Serbie 2010-2011  

Yves Tomić 
Mise en ligne : septembre 2011

Timide reprise économique

La Serbie sortait lentement de la récession économique et demeurait confrontée à de mauvaises tendances : pression inflationniste, persistance du chômage et dette extérieure en hausse. En 2010, elle a connu une croissance de son produit intérieur brut de 1,5 %. Toutefois, cette reprise de l’activité économique n’a pas permis d’enrayer la hausse du chômage dont le taux s’établissait à 19,2 % fin 2010. La production industrielle a enregistré une croissance de 3 %, tandis que le secteur de la construction était affecté par une baisse sérieuse de son activité (– 13,6 %), la production agricole subissant quant à elle une chute de 1,7 %. Contrairement à ses voisins, la Serbie n’est pas parvenue à maîtriser l’inflation, qui s’est élevée à 10,3 % en 2010. La dette extérieure s’est encore creusée, atteignant désormais 23,78 milliards d’euros. En outre, les investissements directs étrangers ont été beaucoup moindres que ceux attendus, soit 762 millions d’euros au lieu de deux milliards, ce qui ne permettait pas d’envisager une reprise soutenue de l’activité économique. De surcroît, la Serbie entrait dans une année électorale laissant craindre des dérives dans les dépenses publiques.

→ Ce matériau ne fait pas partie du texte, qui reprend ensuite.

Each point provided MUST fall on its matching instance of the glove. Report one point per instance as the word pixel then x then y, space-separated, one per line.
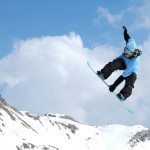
pixel 112 87
pixel 124 28
pixel 116 83
pixel 137 53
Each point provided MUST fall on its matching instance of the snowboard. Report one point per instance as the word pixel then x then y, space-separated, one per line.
pixel 124 105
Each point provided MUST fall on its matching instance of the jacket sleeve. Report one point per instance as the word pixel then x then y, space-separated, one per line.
pixel 126 35
pixel 118 81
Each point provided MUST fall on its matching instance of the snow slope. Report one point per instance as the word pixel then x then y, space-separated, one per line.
pixel 25 131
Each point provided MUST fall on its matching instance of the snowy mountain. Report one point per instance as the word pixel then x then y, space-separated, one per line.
pixel 25 131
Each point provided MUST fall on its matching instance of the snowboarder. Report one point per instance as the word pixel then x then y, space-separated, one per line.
pixel 127 61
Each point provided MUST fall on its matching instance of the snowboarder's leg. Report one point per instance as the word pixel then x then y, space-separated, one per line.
pixel 111 67
pixel 129 85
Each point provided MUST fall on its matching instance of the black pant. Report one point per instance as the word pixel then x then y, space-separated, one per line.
pixel 119 64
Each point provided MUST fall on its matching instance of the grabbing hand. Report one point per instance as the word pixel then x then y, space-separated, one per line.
pixel 124 28
pixel 112 88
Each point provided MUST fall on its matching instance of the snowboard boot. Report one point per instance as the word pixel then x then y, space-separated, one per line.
pixel 120 96
pixel 100 74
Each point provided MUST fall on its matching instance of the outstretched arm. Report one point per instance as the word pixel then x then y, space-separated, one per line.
pixel 126 35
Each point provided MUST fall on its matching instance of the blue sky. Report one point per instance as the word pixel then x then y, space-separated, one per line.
pixel 44 46
pixel 26 19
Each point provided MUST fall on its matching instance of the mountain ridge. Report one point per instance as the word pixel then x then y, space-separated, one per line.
pixel 20 130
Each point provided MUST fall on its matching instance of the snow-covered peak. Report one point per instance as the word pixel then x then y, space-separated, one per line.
pixel 20 130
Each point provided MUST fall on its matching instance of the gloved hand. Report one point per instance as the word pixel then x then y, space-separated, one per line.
pixel 137 53
pixel 124 28
pixel 116 83
pixel 112 87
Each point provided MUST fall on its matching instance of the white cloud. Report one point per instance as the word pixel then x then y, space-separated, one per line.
pixel 104 14
pixel 50 74
pixel 140 14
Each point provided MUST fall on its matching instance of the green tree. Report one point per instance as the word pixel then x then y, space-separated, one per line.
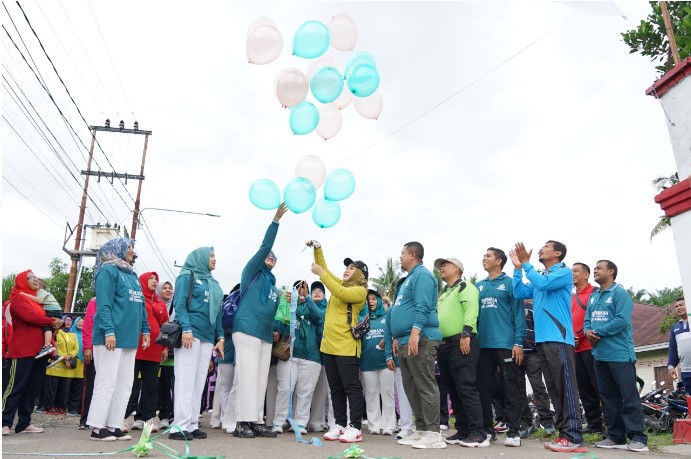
pixel 650 37
pixel 388 277
pixel 662 183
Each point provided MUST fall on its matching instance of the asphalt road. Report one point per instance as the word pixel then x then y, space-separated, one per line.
pixel 62 437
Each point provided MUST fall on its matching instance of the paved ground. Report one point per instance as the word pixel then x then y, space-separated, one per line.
pixel 62 437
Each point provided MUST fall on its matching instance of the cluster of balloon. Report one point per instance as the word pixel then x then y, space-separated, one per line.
pixel 333 91
pixel 300 194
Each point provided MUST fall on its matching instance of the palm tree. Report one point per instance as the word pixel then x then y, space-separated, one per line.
pixel 662 183
pixel 388 278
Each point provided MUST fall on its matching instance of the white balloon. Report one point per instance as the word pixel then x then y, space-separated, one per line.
pixel 344 99
pixel 330 121
pixel 311 167
pixel 369 107
pixel 323 61
pixel 291 86
pixel 343 32
pixel 264 44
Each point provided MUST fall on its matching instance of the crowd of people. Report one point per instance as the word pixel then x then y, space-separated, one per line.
pixel 403 364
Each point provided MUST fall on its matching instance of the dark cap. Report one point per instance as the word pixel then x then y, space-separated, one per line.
pixel 360 265
pixel 319 285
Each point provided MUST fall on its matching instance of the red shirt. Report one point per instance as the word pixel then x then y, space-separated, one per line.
pixel 578 317
pixel 27 319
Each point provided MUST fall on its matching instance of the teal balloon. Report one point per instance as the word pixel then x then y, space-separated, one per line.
pixel 304 118
pixel 265 194
pixel 327 84
pixel 359 59
pixel 326 213
pixel 339 185
pixel 311 40
pixel 299 195
pixel 363 80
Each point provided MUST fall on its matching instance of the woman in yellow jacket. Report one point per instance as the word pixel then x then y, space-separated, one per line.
pixel 340 351
pixel 59 375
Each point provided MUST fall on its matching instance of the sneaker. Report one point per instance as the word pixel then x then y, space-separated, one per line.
pixel 334 433
pixel 243 430
pixel 526 431
pixel 45 350
pixel 414 437
pixel 431 440
pixel 137 425
pixel 500 427
pixel 454 439
pixel 403 434
pixel 608 443
pixel 562 445
pixel 474 441
pixel 120 435
pixel 549 428
pixel 55 361
pixel 351 435
pixel 102 435
pixel 198 434
pixel 262 430
pixel 514 440
pixel 180 436
pixel 637 446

Si le pays a connu une certaine stabilité politique depuis les élections législatives de mai 2008, des tensions se sont néanmoins manifestées au sein du gouvernement de Mirko Cvetković (Parti démocrate [DS]), qui ont abouti à l’éviction du ministre de l’Économie, Mladjan Dinkić du parti G17 Plus le 14 février 2011. Ce dernier avait en effet exigé des changements politiques face à la crise économique et sociale à laquelle la Serbie était confrontée. Le G17 Plus ne s’est pas pour autant retiré de la coalition gouvernementale afin de ne pas créer une crise politique profonde qui aurait abouti à des élections anticipées. Affaibli par la crise et par la contestation de l’opposition, le chef de l’équipe gouvernementale et le président de la Serbie, Boris Tadić, ont entrepris un remaniement, passant de 24 à 17 ministères. Ce gouvernement a été approuvé par l’Assemblée nationale le 14 mars 2011 par une majorité de 129 voix sur 148 députés présents (sur un total de 250). Seuls les députés du Parti démocrate de Serbie (DSS) ont voté contre le nouveau gouvernement, les autres partis de l’opposition, le Parti progressiste serbe (SNS) et le Parti radical serbe (SRS), n’ayant pas pris part au vote. Le SNS a rassemblé plusieurs dizaines de milliers de citoyens à Belgrade le 16 avril 2011 afin d’exiger la convocation d’élections anticipées, et son leader, Tomislav Nikolić, a entamé une grève de la faim à laquelle il a mis fin le 24 avril 2011. Déjà, le 5 février 2011, le SNS avait réuni entre 50 000 et 70 000 personnes dans la capitale pour dénoncer une situation économique et sociale très difficile et réclamer un scrutin anticipé.

L’objectif du gouvernement était d’obtenir le statut de candidat à l’adhésion à l’Union européenne (UE) d’ici la fin 2011. Le Parlement européen a approuvé, le 19 janvier 2011, l’Accord de stabilisation et d’association (ASA), étape préliminaire à une candidature officielle, et a invité les États membres qui ne l’avaient pas encore fait à le ratifier. Le processus restait conditionné à l’arrestation par la Serbie des deux derniers fugitifs réclamés par le Tribunal pénal international pour l’ex-Yougoslavie (TPIY), Goran Hadžić (ancien chef des Serbes de Croatie, inculpé pour crimes de guerre et crime contre l’humanité) et Ratko Mladić (ancien chef militaire des Serbes de Bosnie inculpé de crimes de guerre, crime contre l’humanité et de génocide, en particulier pour le massacre de Srebrenica en 1995). Ce dernier fut opportunément arrêté le 26 mai 2011 à Lazarevo, petit village situé dans le nord du pays.

Le Parlement européen a par ailleurs incité Belgrade à entamer un dialogue avec Pristina et à adopter une position plus constructive dans ce domaine, lui demandant notamment de démanteler les institutions parallèles qu’elle contrôlait dans le nord du Kosovo et qui faisaient obstacle à l’intégration de la communauté serbe du pays.